Now, just what is that supposed to mean? On what basis is the PM imposing holistic all-of-government discipline that former PM Paul Martin and Defence Minister Bill Graham didn't impose? This is just more conservative bashing. It is the military who is committed to doing reconstruction, which is difficult to do while simultaneously attempting to pacify the insurgency.
* "Sources directly involved in deliberations that shaped the 2005 agreement say the top brass considered prisoner monitoring a burden and legally unnecessary."
Which sources said that? Which top brass? And, as with a previous statement, why is Travers blaming the anonymous top brass and not the Liberals who were the government who set the policy for the Afghan mission? Obviously this is more anti-conservative bias.
* "Still, last week's new, vastly improved agreement borrowing heavily from British and Dutch experience, is the product of a revealing different process. Instead of military-to-military, it's between governments - and this time Hillier is an interested spectator, not the star player. That suggests Conservatives caught in the spotlight are applying more oversight than Liberals who gave Hillier enormous freedom back when almost no one was watching. An encouraging step forward, that still leaves uncertainty about the safety of the prisoners as well as lingering questions about the balance of a mission that is supposed to be about more than fighting."
There are amazing presuppositions, and almost racist disregard, in this statement that assumes the Afghans can't manage their own prisoners. NATO is in that country at the invitation of the Afghan government, and Canada is just one country in that overall mission. The truth of the matter is that our troops are not there to teach human rights but to expel the Taliban and to help in the rebuilding of the whole country. Once that is done, hopefully improved human rights would happen. However, if you read the entire section carefully, Travers is also suggesting that these latest changes were only made because the Conservatives were caught out. Either way its biased against the Canadian Conservative government, the Afghan government and the military.
* "Conservatives are now paying a high political price for that weak agreement struck while Liberals were in power as well as for their own inability to get the prisoner story straight. That leaves Harper's government with two challenges: It must make good on prisoner guarantees and claw back control of the mission from the military."

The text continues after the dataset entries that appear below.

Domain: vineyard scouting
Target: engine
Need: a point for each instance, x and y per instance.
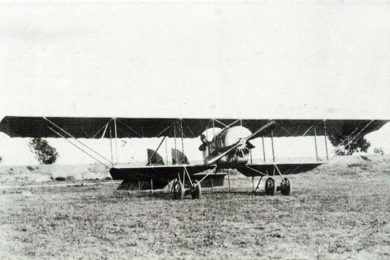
(216, 140)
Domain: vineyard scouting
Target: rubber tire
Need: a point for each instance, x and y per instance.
(270, 186)
(285, 187)
(178, 190)
(196, 192)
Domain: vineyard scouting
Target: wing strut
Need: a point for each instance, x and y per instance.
(78, 147)
(67, 134)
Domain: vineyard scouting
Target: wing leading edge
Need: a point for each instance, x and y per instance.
(97, 127)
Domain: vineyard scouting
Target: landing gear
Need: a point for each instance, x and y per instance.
(196, 191)
(178, 190)
(285, 187)
(269, 186)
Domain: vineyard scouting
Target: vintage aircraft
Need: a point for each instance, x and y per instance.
(225, 144)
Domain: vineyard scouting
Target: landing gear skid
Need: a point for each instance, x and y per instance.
(269, 187)
(179, 191)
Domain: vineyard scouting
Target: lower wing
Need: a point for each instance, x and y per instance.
(275, 168)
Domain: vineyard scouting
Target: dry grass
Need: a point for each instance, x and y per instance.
(339, 211)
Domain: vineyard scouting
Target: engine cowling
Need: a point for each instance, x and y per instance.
(232, 136)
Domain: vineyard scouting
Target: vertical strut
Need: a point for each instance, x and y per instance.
(166, 150)
(315, 143)
(112, 155)
(326, 141)
(182, 136)
(116, 141)
(174, 138)
(272, 143)
(262, 142)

There you have it. The whole purpose of this article was to blame the Conservatives for whatever the MSM said about it all during this media and opposition-made "detainees" crisis. What Travers seems to be saying is that our military is running the Afghan mission - which is ridiculous. The government of the day sets the mission's goals and decides what can or cannot be done and the military carries it out. It was under the Liberals and Defense Minister Bill Graham that the policy in Afghanistan changed (moving the Canadian troops into a direct combat role) and when the first prisoner agreement was signed. This whole column is about bashing the military, from the title and subtitle to the final sentence. It is also bashing Conservatives because they "supposedly" didn't get the story straight. I would suggest that Travers isn't getting the story straight either. For example, he says: "As central as security is to the mission there, it's not in this country's interest to allow the military to become synonymous with Canada." Actually, in my opinion, the military should be synonymous with the "best" that is Canada - because it is for those ideals and principles that they serve.